Very late here, but a brainstormy thought: maybe one way one could start to make a rigorous case for RDM is to suppose that there is a “true” model and prior that you would write down if you had as much time as you needed to integrate all of the relevant considerations you have access to. You would like to make decisions in a fully Bayesian way with respect to this model, but you’re computationally limited so you can’t. You can only write down a much simpler model and use that to make a decision.
We want to pick a policy which, in some sense, has low regret with respect to the Bayes-optimal policy under the true model. If we regard our simpler model as a random draw from a space of possible simplified models that we could’ve written down, then we can ask about the frequentist properties of the regret incurred by different decision rules applied to the simple models. And it may be that non-optimizing decision rules like RDM have a favorable bias-variance tradeoff, because they don’t overfit to the oversimplified model. Basically they help mitigate a certain kind of optimizer’s curse.

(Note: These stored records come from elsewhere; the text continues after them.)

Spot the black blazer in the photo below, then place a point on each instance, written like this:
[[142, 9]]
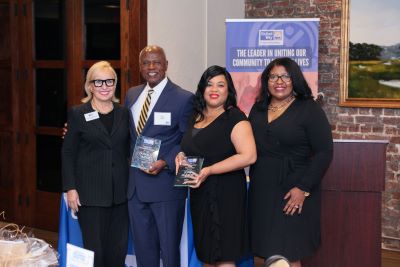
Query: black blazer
[[95, 162]]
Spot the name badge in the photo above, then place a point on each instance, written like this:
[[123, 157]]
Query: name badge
[[162, 118], [91, 116]]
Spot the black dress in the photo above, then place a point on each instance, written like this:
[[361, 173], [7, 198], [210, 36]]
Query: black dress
[[292, 151], [218, 206]]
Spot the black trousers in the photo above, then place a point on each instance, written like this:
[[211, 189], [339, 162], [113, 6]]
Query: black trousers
[[105, 231]]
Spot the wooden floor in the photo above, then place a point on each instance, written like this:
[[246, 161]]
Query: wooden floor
[[389, 258]]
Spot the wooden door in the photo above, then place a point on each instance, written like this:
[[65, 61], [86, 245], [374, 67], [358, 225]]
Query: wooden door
[[60, 40], [10, 137]]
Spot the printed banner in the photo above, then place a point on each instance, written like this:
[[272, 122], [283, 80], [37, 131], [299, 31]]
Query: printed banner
[[251, 44]]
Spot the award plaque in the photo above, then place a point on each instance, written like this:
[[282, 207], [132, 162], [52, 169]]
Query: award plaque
[[190, 167], [145, 152]]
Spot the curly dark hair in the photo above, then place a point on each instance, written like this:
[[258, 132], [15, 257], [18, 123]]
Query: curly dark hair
[[200, 103], [301, 89]]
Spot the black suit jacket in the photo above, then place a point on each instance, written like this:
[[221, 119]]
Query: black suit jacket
[[94, 161]]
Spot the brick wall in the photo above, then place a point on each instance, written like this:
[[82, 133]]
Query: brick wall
[[347, 123]]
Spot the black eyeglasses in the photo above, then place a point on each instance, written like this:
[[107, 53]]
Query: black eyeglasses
[[275, 78], [99, 83]]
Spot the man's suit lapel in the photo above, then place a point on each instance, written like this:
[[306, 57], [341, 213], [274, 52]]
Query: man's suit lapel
[[133, 97]]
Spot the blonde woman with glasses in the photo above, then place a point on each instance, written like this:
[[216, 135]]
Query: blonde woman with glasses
[[95, 167]]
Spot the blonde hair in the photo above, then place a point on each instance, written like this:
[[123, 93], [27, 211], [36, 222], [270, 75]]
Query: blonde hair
[[98, 66]]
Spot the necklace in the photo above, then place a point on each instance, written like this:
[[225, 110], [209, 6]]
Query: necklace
[[98, 110], [281, 106]]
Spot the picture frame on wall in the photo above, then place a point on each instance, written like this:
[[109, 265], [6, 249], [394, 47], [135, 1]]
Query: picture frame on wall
[[370, 54]]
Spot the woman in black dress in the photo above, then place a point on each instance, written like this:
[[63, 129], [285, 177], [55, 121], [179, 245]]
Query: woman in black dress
[[294, 148], [222, 135]]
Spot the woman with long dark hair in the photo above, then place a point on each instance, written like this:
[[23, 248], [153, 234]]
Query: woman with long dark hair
[[294, 148], [221, 134]]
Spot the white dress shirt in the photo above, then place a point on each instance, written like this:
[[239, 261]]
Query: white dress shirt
[[137, 107]]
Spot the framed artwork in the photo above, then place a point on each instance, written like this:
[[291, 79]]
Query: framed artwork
[[370, 54]]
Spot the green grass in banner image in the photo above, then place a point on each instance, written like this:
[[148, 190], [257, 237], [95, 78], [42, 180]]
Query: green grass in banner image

This makes sense to me, although I think we may not be able to assume a unique “true” model and prior even after all the time we want to think and use information that’s already accessible. I think we could still have deep uncertainty after this; there might still be multiple distributions that are “equally” plausible, but no good way to choose a prior over them (with finitely many, we could use a uniform prior, but this still might seem wrong), so any choice would be arbitrary and what we do might depend on such an arbitrary choice.
For example, how intense are the valenced experiences of insects and how much do they matter? I think no amount of time with access to all currently available information and thoughts would get me to a unique distribution. Some or most of this is moral uncertainty, too, and there might not even be any empirical fact of the matter about how much more intense one experience is than another (I suspect there isn’t).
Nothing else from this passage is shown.